Non ha superato la notte. Non ce l’ha fatta ed è morto alle prime luci dell’alba il detenuto di San Vittore che si è impiccato due giorni fa. Aveva 46enne era di origine nordafricana e aveva tentato di togliersi la vita giovedì sera in cella, mentre nella rotonda centrale del carcere veniva trasmessa la "Prima" del Don Carlo alla Scala. Ad annunciare il tentato sucidio, finito poi in tragedia, era stato il direttore del carcere Giacinto Siciliano, proprio giovedì insignito dell’Ambrogino d’Oro, che aveva spiegato di non sentirsela di andare avanti con la serata.
"Il carcere è anche questo - aveva detto agli ospiti e alla sessantina di reclusi presenti -. Un luogo di sofferenza dove ci sono persone che stanno male". L’uomo era stato ricoverato in condizioni gravisssime, subito dopo aver tentato di impiccarsi. Era entrato in carcere martedì pomeriggio per un furto.

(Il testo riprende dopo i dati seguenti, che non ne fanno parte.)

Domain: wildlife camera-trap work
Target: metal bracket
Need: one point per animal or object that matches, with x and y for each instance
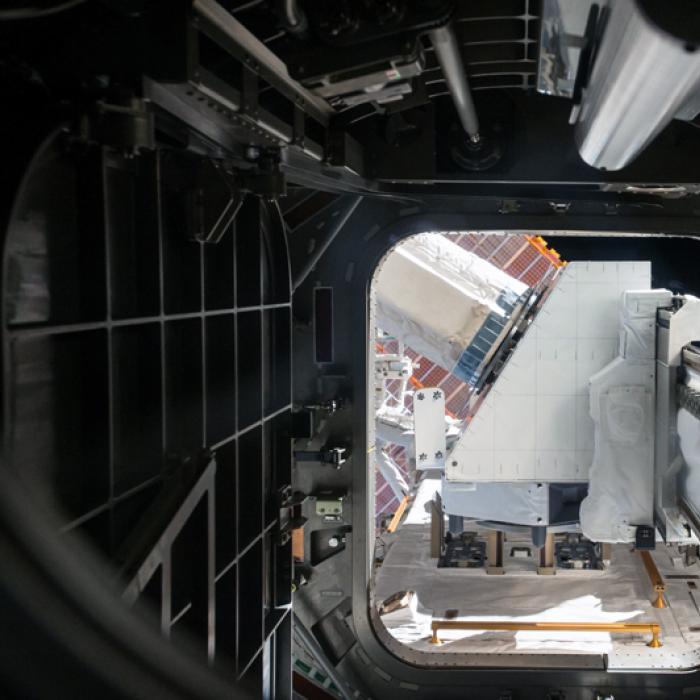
(160, 558)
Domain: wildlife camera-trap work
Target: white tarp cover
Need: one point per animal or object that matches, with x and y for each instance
(434, 296)
(622, 405)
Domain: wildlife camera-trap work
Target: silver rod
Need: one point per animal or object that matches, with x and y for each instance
(448, 55)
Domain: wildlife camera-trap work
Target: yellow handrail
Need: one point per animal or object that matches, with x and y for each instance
(398, 515)
(656, 580)
(652, 628)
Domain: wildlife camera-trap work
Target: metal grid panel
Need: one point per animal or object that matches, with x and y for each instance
(130, 349)
(498, 40)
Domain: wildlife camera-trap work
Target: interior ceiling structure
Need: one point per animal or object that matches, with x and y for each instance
(195, 198)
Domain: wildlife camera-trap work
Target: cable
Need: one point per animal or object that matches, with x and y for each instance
(38, 12)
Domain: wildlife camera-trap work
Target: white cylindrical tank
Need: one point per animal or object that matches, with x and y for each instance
(446, 303)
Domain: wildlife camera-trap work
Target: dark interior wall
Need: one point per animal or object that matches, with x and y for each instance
(129, 351)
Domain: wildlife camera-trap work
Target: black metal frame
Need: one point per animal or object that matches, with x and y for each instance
(154, 348)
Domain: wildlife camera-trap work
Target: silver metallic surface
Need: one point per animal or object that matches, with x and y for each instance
(448, 55)
(561, 39)
(525, 503)
(641, 78)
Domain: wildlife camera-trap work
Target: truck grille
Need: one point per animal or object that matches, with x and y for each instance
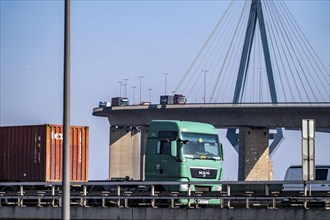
(204, 173)
(202, 188)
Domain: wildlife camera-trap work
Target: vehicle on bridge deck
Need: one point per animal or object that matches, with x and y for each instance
(176, 99)
(295, 172)
(183, 151)
(119, 101)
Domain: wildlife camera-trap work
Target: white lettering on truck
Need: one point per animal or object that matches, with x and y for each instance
(57, 136)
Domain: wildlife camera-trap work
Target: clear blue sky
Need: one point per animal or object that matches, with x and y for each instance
(113, 40)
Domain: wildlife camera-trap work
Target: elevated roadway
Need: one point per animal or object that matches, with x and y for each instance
(129, 125)
(288, 115)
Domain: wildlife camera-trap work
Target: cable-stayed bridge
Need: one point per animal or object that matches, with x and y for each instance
(255, 72)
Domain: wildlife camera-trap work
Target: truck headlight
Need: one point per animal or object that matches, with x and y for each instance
(184, 187)
(218, 188)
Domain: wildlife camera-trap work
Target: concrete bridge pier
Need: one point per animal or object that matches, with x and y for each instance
(253, 154)
(127, 152)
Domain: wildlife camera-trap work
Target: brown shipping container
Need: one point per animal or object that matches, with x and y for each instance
(34, 153)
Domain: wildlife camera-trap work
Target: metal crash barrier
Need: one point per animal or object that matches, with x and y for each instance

Il 7 sera il direttore Siciliano aveva approfittato del suo momento di saluto per sottolineare - dopo il lungo periodo molto difficile del Covid - la situazione insostenibile delle carceri, "con una popolazione in continuo aumento e proveniente da contesti sociali di emarginazione e solitudine". Ieri il consiglio dell’ordine degli avvocati di Milano, come organo di rappresentanza istituzionale ha ribadito con forza che le attuali condizioni di sovraffollamento delle carceri non sono compatibili con un sistema di piena garanzia dei diritti dei detenuti e degli operatori penitenziari. "Il suicidio ha riportato tutti a una realtà cruda, che non appare soltanto il 7 dicembre, ma si perpetua quotidianamente, soprattutto lontano dal clamore delle occasioni pubbliche", prosegue la nota dell’Ordine degli avvocati. "Esistono i numeri ed esistono le persone: nel complesso mondo delle carceri, i numeri sono destinati troppo spesso a sopraffare le persone, rappresentando una situazione - quella del sovraffollamento - divenuta ogni giorno più intollerabile", spiega ancora il presidente dell’Ordine degli Avvocati di Milano Antonino La Lumia. Per gli avvocati milanesi, "i modelli detentivi richiedono un’organica e urgente rivisitazione dal punto di vista della finalità costituzionale della pena, mediante l’adozione di strumenti volti ad assicurare efficacemente i diritti fondamentali delle persone ristrette e la tutela di chi lavora negli Istituti". "Dolore e solidarietà" sono stati espressi anche dal ministro Nordio.